Many other artists like Andrea Zittel,
Fritz Haeg, Inigo Manglano-Ovalle and even Ai Wei Wei use familiar design vernaculars to ingratiate themselves with viewers (often in novel environments) but there is something different at work here. Instead of Andrea Zittel's fetish and commentary on modernist design and human efficiency/self reliance... this show exercises itself like some massive millennial Civilian Conservation Corps, recalling the Boy Scouts and numerous other quasi utopian paramilitary wilderness expedition organizations but with a dash of an REI shopping experience thrown in. Thus, its net effect is closer to Jeff Koon's assiduously crafted Pop than Zittell's brutal jet age survivalism (which has cold war era nuclear armageddon lurking somewhere deep underneath its orderly desert dwelling self sufficiency). Instead, this exhibition is delightful and charming by comarison. Newbold's penchant for "delight" isn't a bad thing, but like Koons it means it relies on craft's wow factor and ultimately it seems like an amusing distraction from something deeper and potentially more consequential.

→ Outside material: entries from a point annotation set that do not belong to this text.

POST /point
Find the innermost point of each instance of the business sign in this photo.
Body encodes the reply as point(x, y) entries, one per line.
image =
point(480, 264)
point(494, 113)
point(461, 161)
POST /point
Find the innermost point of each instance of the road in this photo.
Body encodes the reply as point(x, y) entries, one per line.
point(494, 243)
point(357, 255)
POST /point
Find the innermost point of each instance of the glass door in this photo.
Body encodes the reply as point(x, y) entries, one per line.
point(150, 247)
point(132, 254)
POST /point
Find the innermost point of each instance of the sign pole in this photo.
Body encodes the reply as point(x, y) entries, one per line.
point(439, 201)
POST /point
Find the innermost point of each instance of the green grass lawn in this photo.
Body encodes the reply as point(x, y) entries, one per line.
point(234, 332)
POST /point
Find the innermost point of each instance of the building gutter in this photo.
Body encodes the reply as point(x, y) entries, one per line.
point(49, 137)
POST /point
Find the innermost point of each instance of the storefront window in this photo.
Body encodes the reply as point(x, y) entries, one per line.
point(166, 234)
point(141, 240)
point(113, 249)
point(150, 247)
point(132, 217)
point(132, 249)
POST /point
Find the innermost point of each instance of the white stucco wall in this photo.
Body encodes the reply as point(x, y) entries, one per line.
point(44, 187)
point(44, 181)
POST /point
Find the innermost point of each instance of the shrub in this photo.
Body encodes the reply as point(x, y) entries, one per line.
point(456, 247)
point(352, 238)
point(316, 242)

For example, there's pegboard galore festooned with curiously tweaked tools with functions like grabbing, cutting, pounding or cutting... a bit like what the Occupy Movement might require if they were in a logging camp rather than on Wall Steet. Perhaps some could be used as interesting existential money extraction tools? At least the pegboard tools aren't trying as hard to be charming as the rest of the exhibition and I can forgive the nifty holster for a pair of shears where the stitching mimics the device it encloses because that particular tool seems to understand its own potential threat and ability to do work.
Jennifer Lawrence as Katniss in The Hunger Games
I bring all this up because Americans have been recently beset with numerous young adult fictions like the Hunger Games series.... even the resurrection of the X-men mutants as a school scenario in mainstream pop culture. Sure, Borderlander's Outfitter is different of course but somehow Katniss' bow as wielded by Jennifer Lawrence in the movies with a soundtrack by Taylor Swift seems infinitely more potent than Abigail Newbold's archery set.

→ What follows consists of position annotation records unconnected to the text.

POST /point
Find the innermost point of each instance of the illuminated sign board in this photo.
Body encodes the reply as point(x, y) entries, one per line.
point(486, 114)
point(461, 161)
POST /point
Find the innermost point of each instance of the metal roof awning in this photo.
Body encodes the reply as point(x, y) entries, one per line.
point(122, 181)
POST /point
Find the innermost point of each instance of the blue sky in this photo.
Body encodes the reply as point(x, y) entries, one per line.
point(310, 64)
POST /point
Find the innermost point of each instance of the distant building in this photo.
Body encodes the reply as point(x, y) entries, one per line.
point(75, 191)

Other art camp scenarios like Fritz Haeg's various projects or even the local Signal Fire residencies (who contributed to Newbold's survival weekend part of the project) are more experience oriented and less diffused by a charm offensive that this exhibition engages in. Still, I did enjoy the nostalgia it all induced, reminding me of my youth as a scout camp staff councilor but somehow this felt too twee, especially compared to Andrea Zittell, whose work seems to be similarly fashionable but oh so tough in the end. Maybe I'm just being a cynical Gen X-er or it is the fact that Im very experienced outdoors but I think the problem isn't truly generational... it's the way the art world at the middle levels rewards quirky and cute over seriousness. I think Abigail Anne Newbold can do better, though I'm certain the students who took part in the survival weekend got something worthwhile out of it... the exhibition itself feels parochial and light.
Academy for survival
Still, in the end I wonder, was there truly a "survival" weekend or just weekend warriors without the nasty lord of the flies type survival situation? Mostly this exhibition left me with a feeling of a "My Summer Vacation" report given to parents... which perhaps is too similar to many art school's prolonged adolescence? Still, I don't want to dismiss it completely, Newbold has a deft way with altering the meaning of objects, especially tools. Perhaps if there were a more consequential target for her activity to underpin this whole enterprise it wouldn't come off as darling escapism. These are serious times and exhibiting hipster survivalism just doesn't quite step up to the task at hand.